“Movement is attended with much risk”
—Antietam Campaign 1862 —
(preface)
After Confederate Gen. Robert E. Lee's smashing victory over Union Gen. John Pope at Second Battle of Manassas, Lee decided to invade Maryland to reap the fall harvest, gain Confederate recruits, earn foreign recognition of the Confederacy, and perhaps compel the Union to sue for peace. The Army of Northern Virginia crossed the Potomac River on September 4, 1862. Lee divided his force, detaching Gen. Thomas J. "Stonewall" Jackson's corps to capture Harpers Ferry. At Antietam Creek on September 17, Gen. George B. McClellan's Army of the Potomac fought Lee's men to a bloody draw. Lee retreated to Virginia September 18-19
(main text)
Confederate Gen. Robert E. Lee's 40,000-man Army of Northern Virginia arrived in Loudoun County early September 1862. Lee's cavalry skirmished on September 2 with the Union Loudoun Rangers near Leesburg courthouse and north of town at Mile Hill and New Valley Church.

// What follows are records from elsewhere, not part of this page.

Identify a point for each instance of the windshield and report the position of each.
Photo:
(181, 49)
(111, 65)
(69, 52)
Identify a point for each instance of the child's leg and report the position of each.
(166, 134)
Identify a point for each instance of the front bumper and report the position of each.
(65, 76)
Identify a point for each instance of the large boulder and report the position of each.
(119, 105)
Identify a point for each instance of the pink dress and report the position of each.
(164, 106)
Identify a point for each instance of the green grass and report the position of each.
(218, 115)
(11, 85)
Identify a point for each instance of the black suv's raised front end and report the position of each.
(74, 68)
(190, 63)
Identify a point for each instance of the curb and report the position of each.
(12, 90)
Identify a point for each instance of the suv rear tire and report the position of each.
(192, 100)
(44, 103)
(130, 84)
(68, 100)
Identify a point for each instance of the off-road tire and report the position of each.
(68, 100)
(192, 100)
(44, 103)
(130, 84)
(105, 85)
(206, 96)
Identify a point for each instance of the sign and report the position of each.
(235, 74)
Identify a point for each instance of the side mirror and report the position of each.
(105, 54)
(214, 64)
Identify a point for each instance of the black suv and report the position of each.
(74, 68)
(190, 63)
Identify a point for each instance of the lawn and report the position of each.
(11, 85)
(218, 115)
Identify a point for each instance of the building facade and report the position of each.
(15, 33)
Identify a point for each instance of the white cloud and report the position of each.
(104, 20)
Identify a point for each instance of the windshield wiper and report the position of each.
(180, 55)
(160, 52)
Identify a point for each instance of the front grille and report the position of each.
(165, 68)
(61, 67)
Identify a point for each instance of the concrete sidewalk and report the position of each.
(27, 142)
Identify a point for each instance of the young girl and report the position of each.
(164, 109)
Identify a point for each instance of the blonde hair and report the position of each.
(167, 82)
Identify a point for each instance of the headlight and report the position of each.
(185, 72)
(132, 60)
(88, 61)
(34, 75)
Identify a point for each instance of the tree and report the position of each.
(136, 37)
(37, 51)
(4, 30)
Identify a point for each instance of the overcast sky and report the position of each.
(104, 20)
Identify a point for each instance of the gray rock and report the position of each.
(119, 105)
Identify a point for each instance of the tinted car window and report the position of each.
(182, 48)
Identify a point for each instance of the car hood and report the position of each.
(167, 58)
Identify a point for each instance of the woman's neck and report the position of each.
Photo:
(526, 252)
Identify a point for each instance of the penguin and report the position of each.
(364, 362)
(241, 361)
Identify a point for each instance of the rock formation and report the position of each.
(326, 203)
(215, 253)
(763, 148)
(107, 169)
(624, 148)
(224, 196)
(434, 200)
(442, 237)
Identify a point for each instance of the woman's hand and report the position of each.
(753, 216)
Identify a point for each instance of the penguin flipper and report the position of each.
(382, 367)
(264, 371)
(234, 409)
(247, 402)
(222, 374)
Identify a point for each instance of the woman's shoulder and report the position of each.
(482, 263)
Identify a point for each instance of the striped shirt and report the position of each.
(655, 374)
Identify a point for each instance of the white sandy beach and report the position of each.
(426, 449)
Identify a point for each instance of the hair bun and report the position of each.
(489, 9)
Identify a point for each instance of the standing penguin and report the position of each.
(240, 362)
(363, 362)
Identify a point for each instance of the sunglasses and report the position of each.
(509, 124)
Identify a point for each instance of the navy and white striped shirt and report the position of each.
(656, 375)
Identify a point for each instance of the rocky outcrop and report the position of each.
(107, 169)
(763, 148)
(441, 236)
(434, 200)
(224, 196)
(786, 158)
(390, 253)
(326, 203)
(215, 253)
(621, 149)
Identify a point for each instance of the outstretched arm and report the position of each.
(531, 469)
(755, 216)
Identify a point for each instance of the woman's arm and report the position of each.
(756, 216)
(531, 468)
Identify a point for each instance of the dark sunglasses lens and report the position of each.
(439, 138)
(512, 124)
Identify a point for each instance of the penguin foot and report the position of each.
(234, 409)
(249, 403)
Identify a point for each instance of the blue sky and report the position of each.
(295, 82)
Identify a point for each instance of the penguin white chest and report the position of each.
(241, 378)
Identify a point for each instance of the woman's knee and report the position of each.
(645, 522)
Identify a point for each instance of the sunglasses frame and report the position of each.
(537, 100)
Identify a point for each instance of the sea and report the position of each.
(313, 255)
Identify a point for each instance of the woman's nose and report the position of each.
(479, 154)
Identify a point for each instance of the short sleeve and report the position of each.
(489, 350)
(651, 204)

Lee's main force marched into Leesburg Thursday, September 4. After conferring with key subordinates at Harrison Hall that night and the next morning, Lee ordered his army across the Potomac River into Maryland. He wrote Confederate President Jefferson Davis earlier, "I am aware that the movement is attended with much risk, yet I do not consider success impossible, and shall endeavor to guard
it from loss." As a tentative step, Lee had sent D.H. Hill across the river Thursday afternoon at three fords from here to Point of Rocks. At midday on September 5, Stonewall Jackson crossed his main force here at White's Ford. The property was owned by local Confederate cavalry Major E.V. White who served as Jackson's guide into Maryland.

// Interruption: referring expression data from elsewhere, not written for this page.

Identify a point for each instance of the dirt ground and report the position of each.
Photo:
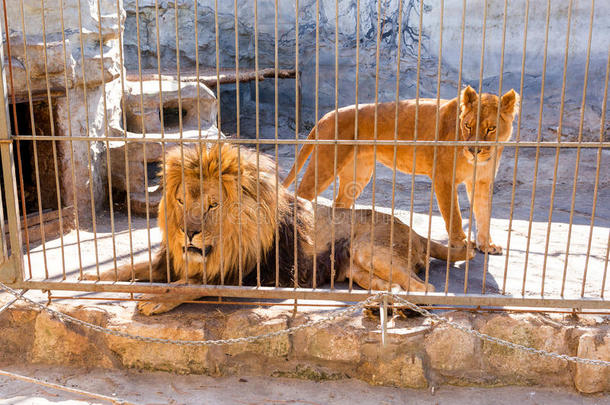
(164, 388)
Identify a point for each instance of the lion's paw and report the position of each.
(489, 248)
(149, 308)
(89, 277)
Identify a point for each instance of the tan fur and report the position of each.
(350, 188)
(196, 212)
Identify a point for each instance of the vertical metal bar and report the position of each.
(13, 273)
(239, 191)
(333, 222)
(18, 145)
(559, 132)
(375, 134)
(415, 136)
(73, 174)
(577, 166)
(315, 148)
(181, 134)
(126, 144)
(53, 143)
(597, 170)
(107, 134)
(605, 267)
(201, 144)
(395, 148)
(531, 218)
(476, 147)
(144, 157)
(383, 319)
(258, 192)
(517, 139)
(296, 137)
(89, 163)
(436, 136)
(455, 149)
(496, 145)
(219, 145)
(277, 165)
(351, 238)
(34, 143)
(163, 160)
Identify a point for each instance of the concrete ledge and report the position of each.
(418, 353)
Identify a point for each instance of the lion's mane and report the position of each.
(261, 235)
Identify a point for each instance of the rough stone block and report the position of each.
(516, 366)
(58, 342)
(246, 323)
(404, 371)
(451, 350)
(589, 378)
(159, 356)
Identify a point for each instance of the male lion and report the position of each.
(350, 187)
(207, 232)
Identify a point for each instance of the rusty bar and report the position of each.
(14, 271)
(307, 293)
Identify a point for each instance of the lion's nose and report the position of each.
(191, 233)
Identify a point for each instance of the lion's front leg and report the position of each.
(482, 214)
(446, 196)
(155, 304)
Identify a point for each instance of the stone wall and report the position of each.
(391, 36)
(96, 115)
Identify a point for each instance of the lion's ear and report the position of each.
(510, 103)
(467, 97)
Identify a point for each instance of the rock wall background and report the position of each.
(393, 37)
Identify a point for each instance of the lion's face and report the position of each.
(198, 210)
(491, 126)
(219, 208)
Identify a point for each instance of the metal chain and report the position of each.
(333, 315)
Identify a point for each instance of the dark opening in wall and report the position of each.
(27, 155)
(171, 116)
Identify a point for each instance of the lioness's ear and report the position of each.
(510, 103)
(467, 97)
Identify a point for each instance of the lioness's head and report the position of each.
(490, 125)
(210, 206)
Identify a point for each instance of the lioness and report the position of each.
(216, 234)
(350, 187)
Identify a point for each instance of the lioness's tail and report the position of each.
(440, 251)
(300, 160)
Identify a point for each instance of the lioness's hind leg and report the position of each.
(350, 188)
(364, 279)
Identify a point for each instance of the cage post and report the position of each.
(11, 270)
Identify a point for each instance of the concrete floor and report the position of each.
(164, 388)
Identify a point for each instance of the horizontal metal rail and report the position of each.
(360, 142)
(170, 290)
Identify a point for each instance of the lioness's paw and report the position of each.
(459, 243)
(155, 307)
(490, 248)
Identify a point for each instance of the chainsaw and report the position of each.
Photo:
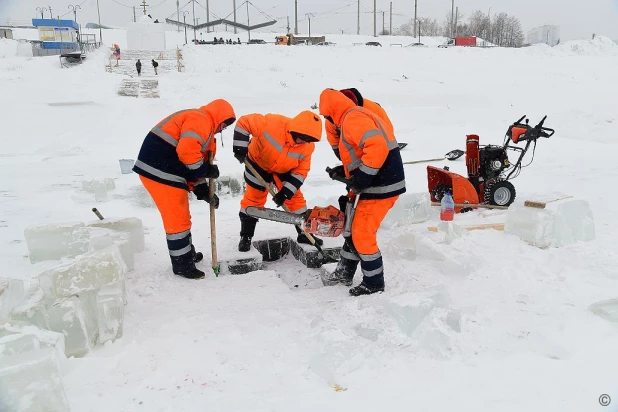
(321, 221)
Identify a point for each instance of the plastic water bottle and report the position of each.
(447, 207)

Gen. James Longstreet's wing followed Jackson's and completed its crossing the next day. After feinting toward Washington, Gen. J.E.B. Stuart's cavalry brought up the rear of the army in the afternoon. Maj. Heros von Borcke, a Prussian serving on Stuart's staff, observed, "The passage f the Potomac by the cavalry column occupied about two hours, and was attended with some difficulty to our artillery, as the water in many places rose quite up to the middle of the horse's bodies.
After crossing, Lee's army consolidated near Frederick, Maryland. The Maryland Campaign had begun.
(sidebar)
Other Notable Wartime Activity Here:
Oct. 12, 1862- Confederate Gen. J.E.B. Stuart and his cavalrymen returned from Maryland after a raid to Chambersburg, Pennsylvania.

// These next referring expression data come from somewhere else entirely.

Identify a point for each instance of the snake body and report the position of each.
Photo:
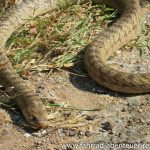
(106, 43)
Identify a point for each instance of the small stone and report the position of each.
(106, 126)
(43, 132)
(88, 133)
(37, 134)
(27, 135)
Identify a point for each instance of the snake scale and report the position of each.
(98, 51)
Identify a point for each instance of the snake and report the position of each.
(126, 28)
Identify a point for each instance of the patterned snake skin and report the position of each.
(125, 29)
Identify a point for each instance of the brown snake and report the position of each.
(106, 43)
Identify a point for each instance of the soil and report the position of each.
(121, 121)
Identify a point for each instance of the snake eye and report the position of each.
(34, 119)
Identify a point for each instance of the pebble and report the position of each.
(27, 135)
(37, 134)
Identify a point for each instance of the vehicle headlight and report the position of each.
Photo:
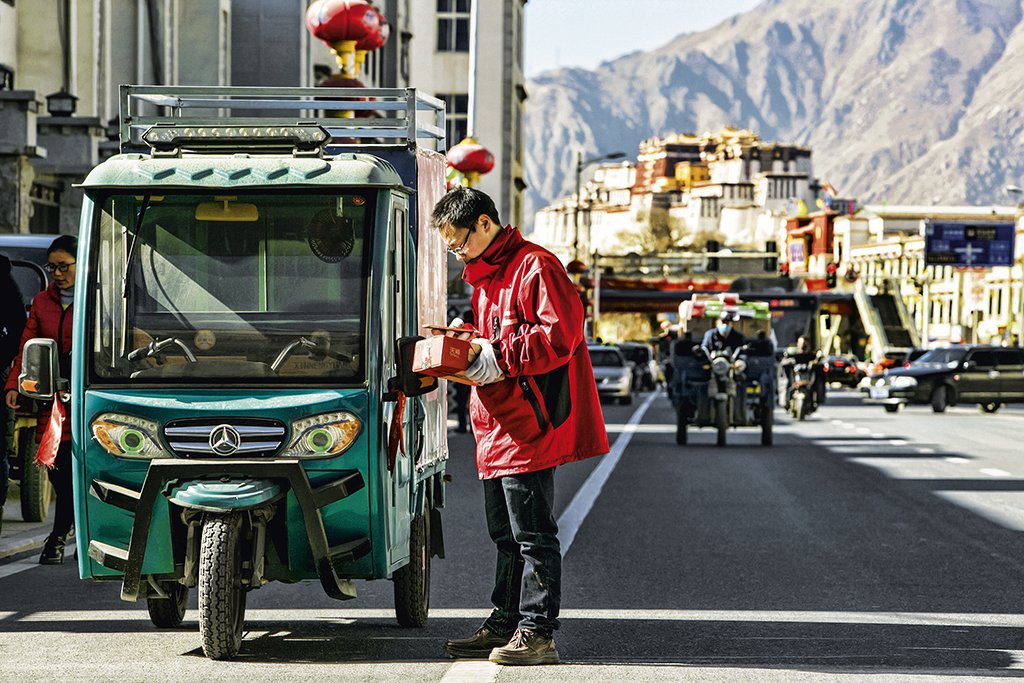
(323, 435)
(127, 436)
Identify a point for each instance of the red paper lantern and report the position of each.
(334, 20)
(471, 157)
(376, 39)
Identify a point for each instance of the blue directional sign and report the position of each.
(969, 245)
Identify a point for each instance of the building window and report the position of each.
(453, 26)
(456, 117)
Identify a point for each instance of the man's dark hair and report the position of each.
(68, 243)
(462, 206)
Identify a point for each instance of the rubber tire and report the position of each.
(800, 408)
(721, 421)
(168, 613)
(221, 596)
(767, 421)
(412, 582)
(36, 488)
(682, 422)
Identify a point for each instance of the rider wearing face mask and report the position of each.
(723, 335)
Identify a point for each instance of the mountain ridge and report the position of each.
(908, 101)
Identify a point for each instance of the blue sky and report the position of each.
(585, 33)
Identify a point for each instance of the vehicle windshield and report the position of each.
(605, 358)
(939, 356)
(638, 354)
(240, 289)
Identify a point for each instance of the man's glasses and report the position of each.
(58, 267)
(461, 249)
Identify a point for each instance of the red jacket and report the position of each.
(46, 317)
(546, 412)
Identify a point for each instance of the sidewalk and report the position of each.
(19, 537)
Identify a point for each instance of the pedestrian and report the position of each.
(50, 317)
(11, 324)
(535, 407)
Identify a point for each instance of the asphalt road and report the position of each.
(863, 545)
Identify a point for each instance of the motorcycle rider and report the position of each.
(723, 336)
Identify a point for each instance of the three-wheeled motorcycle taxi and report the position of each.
(250, 289)
(723, 388)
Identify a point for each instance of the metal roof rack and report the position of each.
(394, 115)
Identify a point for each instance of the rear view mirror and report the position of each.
(38, 363)
(224, 210)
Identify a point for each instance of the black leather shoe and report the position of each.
(478, 646)
(53, 550)
(525, 648)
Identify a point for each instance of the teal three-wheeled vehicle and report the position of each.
(242, 398)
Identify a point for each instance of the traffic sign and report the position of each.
(970, 245)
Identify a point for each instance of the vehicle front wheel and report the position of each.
(36, 489)
(412, 583)
(170, 611)
(767, 420)
(721, 421)
(221, 596)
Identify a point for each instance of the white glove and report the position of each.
(484, 368)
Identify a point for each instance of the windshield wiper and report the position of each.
(126, 278)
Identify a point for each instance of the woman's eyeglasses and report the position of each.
(58, 267)
(461, 249)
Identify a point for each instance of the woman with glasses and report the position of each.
(50, 317)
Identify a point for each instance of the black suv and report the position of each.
(988, 376)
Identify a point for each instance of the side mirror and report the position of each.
(409, 382)
(39, 361)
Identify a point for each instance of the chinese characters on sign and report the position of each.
(969, 245)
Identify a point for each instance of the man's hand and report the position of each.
(484, 368)
(11, 398)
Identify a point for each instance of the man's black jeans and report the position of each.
(527, 580)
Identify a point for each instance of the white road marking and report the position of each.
(257, 616)
(992, 472)
(472, 672)
(582, 503)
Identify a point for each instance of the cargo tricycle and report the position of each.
(242, 399)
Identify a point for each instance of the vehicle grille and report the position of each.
(235, 436)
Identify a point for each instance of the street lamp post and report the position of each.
(581, 165)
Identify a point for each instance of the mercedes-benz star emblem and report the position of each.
(224, 439)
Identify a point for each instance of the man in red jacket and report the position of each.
(535, 407)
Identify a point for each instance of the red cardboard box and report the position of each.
(443, 356)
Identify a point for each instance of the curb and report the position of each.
(23, 544)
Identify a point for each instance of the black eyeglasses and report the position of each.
(61, 267)
(461, 249)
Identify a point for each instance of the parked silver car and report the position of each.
(612, 373)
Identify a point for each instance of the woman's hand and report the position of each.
(11, 398)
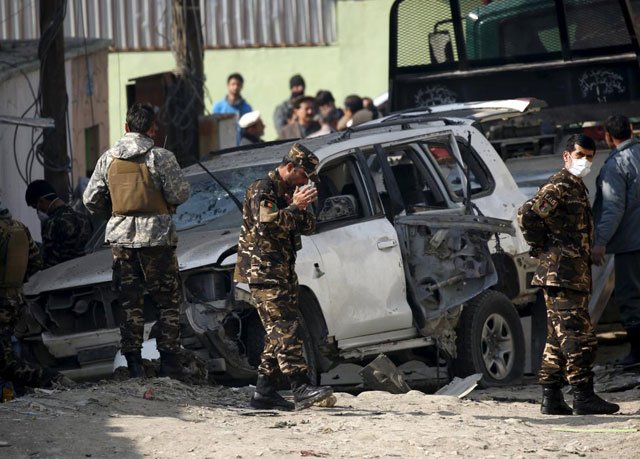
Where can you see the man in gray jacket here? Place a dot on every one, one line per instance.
(140, 185)
(617, 224)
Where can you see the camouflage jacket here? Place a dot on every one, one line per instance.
(130, 231)
(558, 224)
(270, 233)
(34, 263)
(64, 235)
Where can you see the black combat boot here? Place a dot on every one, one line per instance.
(553, 401)
(266, 397)
(171, 366)
(305, 394)
(633, 335)
(585, 401)
(134, 363)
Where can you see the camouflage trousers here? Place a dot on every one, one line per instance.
(155, 268)
(278, 309)
(12, 368)
(571, 344)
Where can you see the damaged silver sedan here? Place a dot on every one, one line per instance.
(399, 263)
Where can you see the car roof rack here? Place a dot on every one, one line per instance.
(404, 123)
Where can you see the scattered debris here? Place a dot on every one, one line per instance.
(283, 424)
(328, 402)
(382, 374)
(460, 387)
(578, 430)
(309, 453)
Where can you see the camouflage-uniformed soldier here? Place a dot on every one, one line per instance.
(274, 217)
(558, 224)
(65, 232)
(141, 185)
(19, 258)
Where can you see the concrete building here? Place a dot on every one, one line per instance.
(340, 45)
(86, 67)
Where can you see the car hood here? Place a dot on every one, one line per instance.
(195, 249)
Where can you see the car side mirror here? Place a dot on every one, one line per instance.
(440, 47)
(338, 207)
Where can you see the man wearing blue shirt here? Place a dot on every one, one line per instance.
(617, 218)
(233, 101)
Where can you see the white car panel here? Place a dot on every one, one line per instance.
(365, 284)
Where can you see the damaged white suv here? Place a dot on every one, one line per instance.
(400, 262)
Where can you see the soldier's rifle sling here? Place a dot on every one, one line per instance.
(233, 198)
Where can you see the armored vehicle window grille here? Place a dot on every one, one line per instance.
(452, 34)
(598, 24)
(415, 24)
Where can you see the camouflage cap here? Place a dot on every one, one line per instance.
(302, 157)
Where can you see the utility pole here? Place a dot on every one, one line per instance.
(186, 99)
(53, 95)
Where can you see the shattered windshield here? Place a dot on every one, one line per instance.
(209, 203)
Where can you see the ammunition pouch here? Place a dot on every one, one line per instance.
(14, 255)
(132, 190)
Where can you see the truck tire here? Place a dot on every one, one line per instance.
(490, 341)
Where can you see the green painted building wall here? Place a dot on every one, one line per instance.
(356, 64)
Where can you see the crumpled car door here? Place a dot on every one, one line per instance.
(446, 258)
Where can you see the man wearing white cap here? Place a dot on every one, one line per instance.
(252, 128)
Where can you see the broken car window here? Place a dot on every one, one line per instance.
(440, 151)
(210, 204)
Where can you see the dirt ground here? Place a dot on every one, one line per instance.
(162, 418)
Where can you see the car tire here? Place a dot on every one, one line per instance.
(490, 341)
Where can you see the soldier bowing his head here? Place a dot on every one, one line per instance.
(274, 216)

Oct. 28, 1862- Union troops crossed at White's Ford as part of the long-delayed Federal advance after the Battle of Antietam
Dec. 15, 1862- Confederate Maj. Elijah V. White returns by way of White's Ford from a rain on Poolesville,
Maryland.
Aug. 27, 1863- White crosses here again while scouting Federal pickets along the Potomac River.